福島のニュース

福島県の待機児童ゼロに「黄信号」 4月1日現在なお274人、達成目標は本年度末

 福島県は、県内の認可保育施設に希望しても入れない待機児童数の速報値を発表した。4月1日現在の待機児童は274人と2年連続で減少したが、県が目指す本年度末の待機児童解消の目標達成に「黄信号」がともった。

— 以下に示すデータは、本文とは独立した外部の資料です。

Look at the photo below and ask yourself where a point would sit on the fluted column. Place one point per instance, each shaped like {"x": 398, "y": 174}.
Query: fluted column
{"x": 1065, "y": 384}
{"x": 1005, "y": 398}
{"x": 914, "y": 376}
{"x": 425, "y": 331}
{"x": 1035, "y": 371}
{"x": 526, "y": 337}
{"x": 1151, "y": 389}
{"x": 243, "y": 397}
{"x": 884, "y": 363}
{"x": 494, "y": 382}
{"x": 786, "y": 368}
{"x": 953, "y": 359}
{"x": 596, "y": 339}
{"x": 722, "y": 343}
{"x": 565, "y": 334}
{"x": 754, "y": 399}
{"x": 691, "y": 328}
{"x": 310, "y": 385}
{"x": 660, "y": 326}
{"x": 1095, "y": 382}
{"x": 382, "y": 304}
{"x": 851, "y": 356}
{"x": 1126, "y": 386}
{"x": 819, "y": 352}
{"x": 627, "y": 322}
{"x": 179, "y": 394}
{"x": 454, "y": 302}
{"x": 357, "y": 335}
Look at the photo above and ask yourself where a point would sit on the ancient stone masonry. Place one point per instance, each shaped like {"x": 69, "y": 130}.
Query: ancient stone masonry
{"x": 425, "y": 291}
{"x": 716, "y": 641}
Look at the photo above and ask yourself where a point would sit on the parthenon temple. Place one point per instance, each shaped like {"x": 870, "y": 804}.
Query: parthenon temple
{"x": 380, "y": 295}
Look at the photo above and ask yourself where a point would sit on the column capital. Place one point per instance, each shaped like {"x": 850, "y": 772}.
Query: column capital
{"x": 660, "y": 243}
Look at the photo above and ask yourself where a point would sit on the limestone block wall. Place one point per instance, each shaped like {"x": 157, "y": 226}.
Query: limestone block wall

 福島県南相馬市(前年同期比35人減)や郡山市(25人減)、白河市(同)などの減少幅が大きく、県全体では97人減った。待機児童の最多は福島市の97人で、前年より15人減少。田村市、塙町、新地町では待機児童が解消された。
 前年から増えたのは6市町。最多は二本松市の20人増で、矢吹と三春、小野の3町では新たに待機児童が2〜6人発生した。
 県内の待機児童は13年から5年連続で増え、17年には616人に上った。女性の社会参加が進み、経済的理由で共稼ぎが増えるなどして保育需要が高まっていることが背景にあるとみられる。
 県が15年3月に策定した「ふくしま新生子ども夢プラン」は、県内の待機児童数を「19年度末に0人」と掲げた。14年の待機児童数180人を前提にした目標だったが、県子育て支援課の担当者は「保育需要の高まりはプラン策定時の想定以上。目標達成は難しくなってきた」と釈明する。
 県は受け皿となる保育施設の整備などを後押しする方針で「待機児童解消には特効薬がない。各施設が定員や保育士を増やせるように支援していきたい」(子育て支援課)と話す。